Citroën C5 Aircross long-term test review: report 1
Citroën's largest SUV is based on the same underpinnings as the What Car? Award-winning Peugeot 5008, but is it as easy to live with? We're finding out...
The car Citroën C5 Aircross Puretech 180 Flair Run by Alastair Clements, special contributor
Why it’s here Citroën’s new entry into the congested large SUV market offers something different, with an approach that favours comfort over dynamic excellence
Needs to Offer more than just quirky looks and a supple ride. In this class, nothing short of brilliance will do
Price £28,330 Price as tested £29,050 Miles covered 2094 Official economy 39.6mpg (WLTP) Test economy 28.2mpg Options fitted Pearl White pearlescent paint (£720)

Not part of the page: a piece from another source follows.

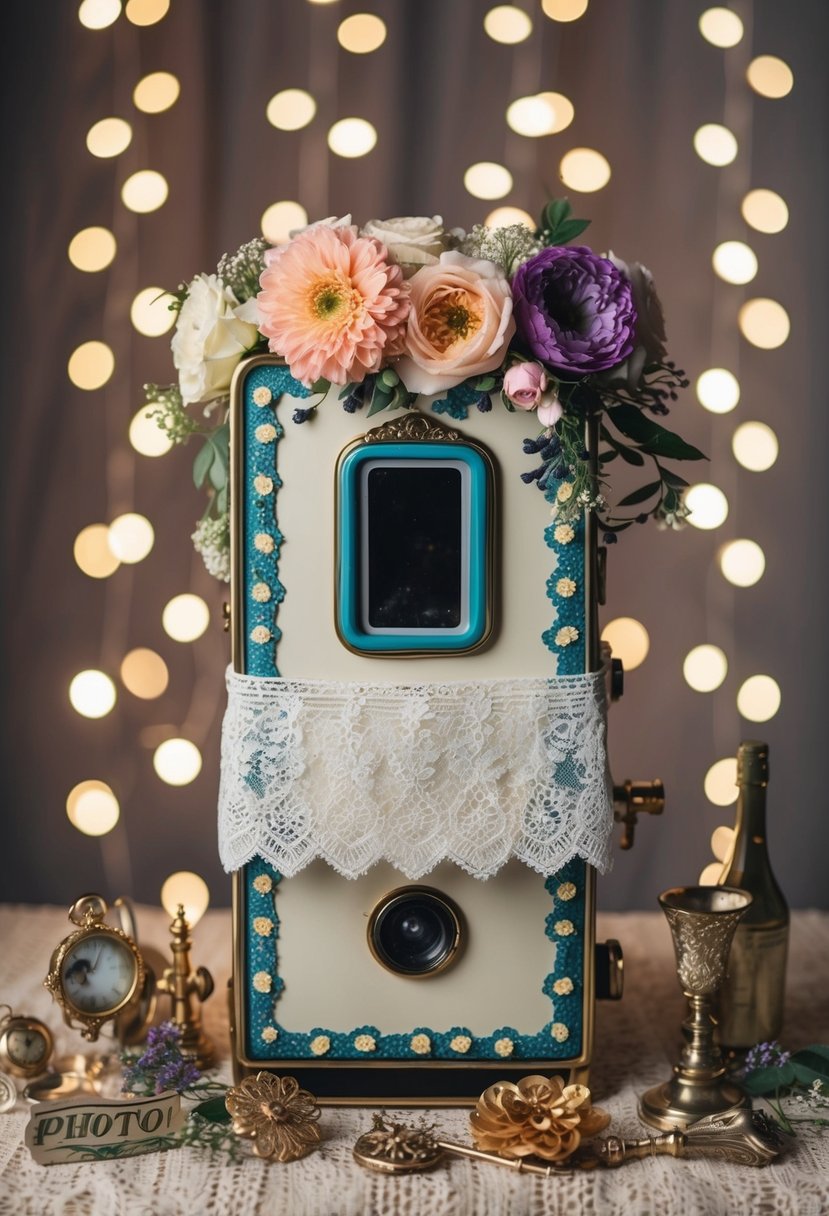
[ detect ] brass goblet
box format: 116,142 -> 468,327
639,886 -> 751,1131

1 July 2019 – The Citroën C5 Aircross joins our fleet
There are certain automotive experiences that every true petrolhead should have on their bucket list. Getting behind the wheel of a Ferrari, tackling an off-road course and driving on a racetrack, ideally in a single-seater. Oh, and sampling a proper Citroën.
A different sort of thrill to a racing car or a V12-engined supercar, of course, but there used to be genuine excitement to driving a car with Citroën's Double Chevron on its bonnet: feeling the hydropneumatic suspension pump itself up, then enjoying the bizarre sensation of floating over potholes in serene comfort. Not for nothing did Rolls-Royce borrow the French marque’s suspension for the Silver Shadow of the 1960s.
In recent decades, however, commercial pressures have led to Citroën’s unique character being diluted, with many models being little more than badge-engineered Peugeots with wacky styling replacing genuine innovation under the skin.
But with the C5 Aircross, the brand is returning to its roots. Instead of joining the trend for sporty high-riders, Citroën has concentrated on blending comfort with the practicality that’s vital to succeed in the large SUV class. And being based on the same underpinnings as the What Car? Award-winning Peugeot 5008, it could do just that.
Taking the advice of our road testers, I opted for mid-range Flair trim, which is surprisingly generous. It also, rather crucially, swaps the 19in alloy wheels of top-spec Flair Plus cars for 18in rims: not a big difference, granted, but having been in both, I found that the smaller wheels resulted in a much more supple ride.
And ride quality – plus the resulting comfort – is key to the appeal of the C5 Aircross. It employs what Citroën calls Progressive Hydraulic Cushions – essentially replacing traditional mechanical bump-stops with hydraulic units at either end of the spring and damper. These are designed to give a floating effect over smaller obstacles, isolating the suspension from the structure of the car, and to work with the main suspension to reduce sudden jolts and bouncing over larger ones.
Does it work? Yes and no. It’s definitely superbly comfortable under most conditions, but ridges in the road surface and sharper undulations can be met with a crash, upsetting the ‘flying carpet ride’ that Citroën’s literature promises.
There’s no doubting, however, that this is a very relaxing car to be in, particularly when you factor in the other ‘Advanced Comfort’ elements – namely the impressive quiet and comfort, courtesy of the insulated windows and fantastic seats respectively.
The C5 Aircross is bigger on the outside than my previous long-term test car, a Cupra Ateca, yet it's far more cramped on the inside, particularly for rear passengers. Not that my kids are complaining. “Wow, this is luxury,” was youngest Niamh’s reaction to her first ride in one of the C5 Aircross’s trio of individual rear chairs, and that sentiment is shared by the rest of the family
With two grades of foam density, the seats have the feel of a memory foam mattress: from behind the wheel, it really is like driving an armchair – and one with electric adjustment, too, although heated seats seem a surprising omission.
It has even changed my driving style. There’s not a lot of reward to be had from hustling the C5 Aircross; with lifeless steering and hefty body roll, it’s like trying to chuck around a boat. Instead, the pleasure comes from relaxing and enjoying a slower pace of life.
Not that there isn’t performance enough when you need it: my car’s turbocharged 1.6-litre petrol engine peaks at 178bhp and develops a useful 184lb ft of torque at just 1650rpm. Those are figures that a diesel would have been proud of a few years ago – unlike the average fuel consumption thus far, although that has been skewed by a large amount of laborious town work so far.
The new eight-speed automatic gearbox feels well matched to the engine, but it can occasionally be caught in the wrong gear, and the start/stop system is a little too keen to cut in. When it does, you need to be balletic on the pedals to avoid rolling back, because there’s no automatic hold function.
So far, then, the C5 Aircross is proving to be innovative, quirky, comfortable and occasionally frustrating… in other words, a proper Citroën.